The study of tamoxifen and raloxifene (STAR) is an example of an experimental study. The STAR study is designed to determine whether raloxifene is as effective as tamoxifen in reducing breast cancer risk.⁸ Tamoxifen, an antiestrogen drug, has been successful in preventing breast cancer recurrence and preventing the development of new breast cancer. In the Breast Cancer Prevention Trial (BCPT), tamoxifen was proven to reduce breast cancer incidence by 49% in women with an increased risk of the disease. In a large osteoporosis trial, it was found that those taking raloxifene, which prevents osteoporosis, had a reduced incidence of breast cancer.⁸

Enrollment in the study began July 1, 1999,⁸ By the end of October 2001, 11,307 more women were enrolled. Interested women complete a risk assessment screen to determine eligibility for participation in the study. The participants need to be postmenopausal, at least age 35, have an increased risk for breast cancer as determined by their age, family history of breast cancer, personal medical history, age at first menstrual period, and age at first live birth. The participants are randomly assigned to take one of the drugs daily for five years and neither the participant or her physician know which drug is being taken.

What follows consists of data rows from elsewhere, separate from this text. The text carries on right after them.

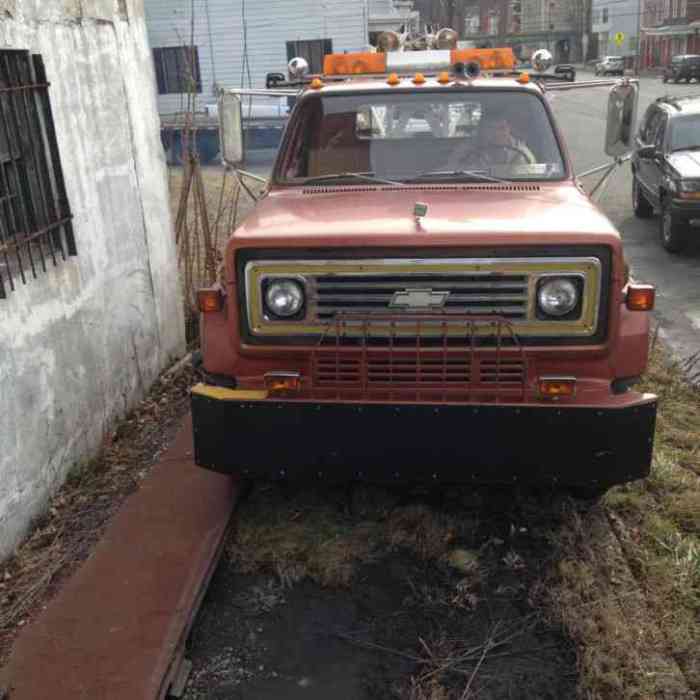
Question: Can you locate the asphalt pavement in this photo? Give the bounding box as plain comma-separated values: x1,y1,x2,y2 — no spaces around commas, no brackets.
550,72,700,358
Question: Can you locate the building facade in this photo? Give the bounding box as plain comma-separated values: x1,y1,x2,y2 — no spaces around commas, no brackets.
641,0,700,68
144,0,370,114
591,0,640,60
0,0,185,557
464,0,589,63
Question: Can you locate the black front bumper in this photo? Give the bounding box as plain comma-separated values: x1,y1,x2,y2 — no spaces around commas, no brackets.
192,388,656,486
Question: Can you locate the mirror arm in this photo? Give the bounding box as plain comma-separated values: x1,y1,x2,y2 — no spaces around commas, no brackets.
576,153,632,197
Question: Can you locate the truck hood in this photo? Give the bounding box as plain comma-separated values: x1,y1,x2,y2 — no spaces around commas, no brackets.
232,181,619,247
668,151,700,179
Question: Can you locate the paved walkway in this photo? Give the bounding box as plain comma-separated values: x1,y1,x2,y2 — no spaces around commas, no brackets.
0,417,238,700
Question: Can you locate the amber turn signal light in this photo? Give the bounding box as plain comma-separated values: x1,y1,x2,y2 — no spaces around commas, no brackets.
197,289,224,314
265,372,301,395
626,284,656,311
537,377,576,399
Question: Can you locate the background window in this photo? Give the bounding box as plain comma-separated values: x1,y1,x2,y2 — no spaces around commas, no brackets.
153,46,202,95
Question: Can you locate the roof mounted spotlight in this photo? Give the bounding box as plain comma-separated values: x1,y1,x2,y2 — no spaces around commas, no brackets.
377,31,401,53
454,61,481,80
287,56,309,80
435,27,458,49
532,49,554,73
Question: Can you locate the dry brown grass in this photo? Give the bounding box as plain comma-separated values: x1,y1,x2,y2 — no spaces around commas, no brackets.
545,349,700,698
228,487,474,587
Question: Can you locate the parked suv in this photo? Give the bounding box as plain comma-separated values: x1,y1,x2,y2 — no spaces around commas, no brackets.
662,55,700,83
632,95,700,253
595,56,625,75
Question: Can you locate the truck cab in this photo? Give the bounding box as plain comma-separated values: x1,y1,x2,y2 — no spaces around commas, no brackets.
192,50,656,492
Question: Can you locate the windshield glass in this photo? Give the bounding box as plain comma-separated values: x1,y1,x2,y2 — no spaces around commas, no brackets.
669,114,700,151
279,89,566,182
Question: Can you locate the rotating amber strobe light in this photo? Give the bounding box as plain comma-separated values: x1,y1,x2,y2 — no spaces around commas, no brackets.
537,377,576,401
197,289,224,314
625,284,656,311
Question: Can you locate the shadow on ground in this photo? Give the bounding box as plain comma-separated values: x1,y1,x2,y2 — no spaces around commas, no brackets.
186,484,577,700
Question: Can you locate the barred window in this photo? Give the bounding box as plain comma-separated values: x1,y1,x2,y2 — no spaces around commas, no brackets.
153,46,202,95
0,50,77,298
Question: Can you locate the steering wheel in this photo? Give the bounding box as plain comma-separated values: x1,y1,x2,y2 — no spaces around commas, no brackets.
459,148,492,170
482,144,532,165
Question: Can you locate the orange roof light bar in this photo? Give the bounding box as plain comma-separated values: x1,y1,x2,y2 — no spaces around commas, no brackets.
450,48,515,70
323,53,387,75
323,48,515,75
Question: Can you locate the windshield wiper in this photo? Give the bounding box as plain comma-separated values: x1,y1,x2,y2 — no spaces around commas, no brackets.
405,170,508,183
304,173,402,187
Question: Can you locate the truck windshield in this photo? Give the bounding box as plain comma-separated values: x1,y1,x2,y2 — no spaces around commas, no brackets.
278,88,566,183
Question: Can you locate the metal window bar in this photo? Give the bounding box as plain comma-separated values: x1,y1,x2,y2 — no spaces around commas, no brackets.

Participants have regular check-ups including mammograms and gynecological exams.⁸

Epidemiology has expanded from the study of infectious diseases to include noninfectious diseases, acute and chronic conditions, and injuries. Additional information on available databases and disease entities can be found online at virtual libraries. Because the primary objective of epidemiology — to improve the health and well-being of populations — is congruent with the goals of nursing, nurses are both contributing to this important field and using findings in the form of implementing best practices. Many practitioners are directly involved in data collection or in independent research addressing causative factors of illness and disability. Nurses have found that epidemiological discoveries can improve their clinical decisions, hone the process of identifying populations at risk, and more accurately pinpoint the planning of health services and policies.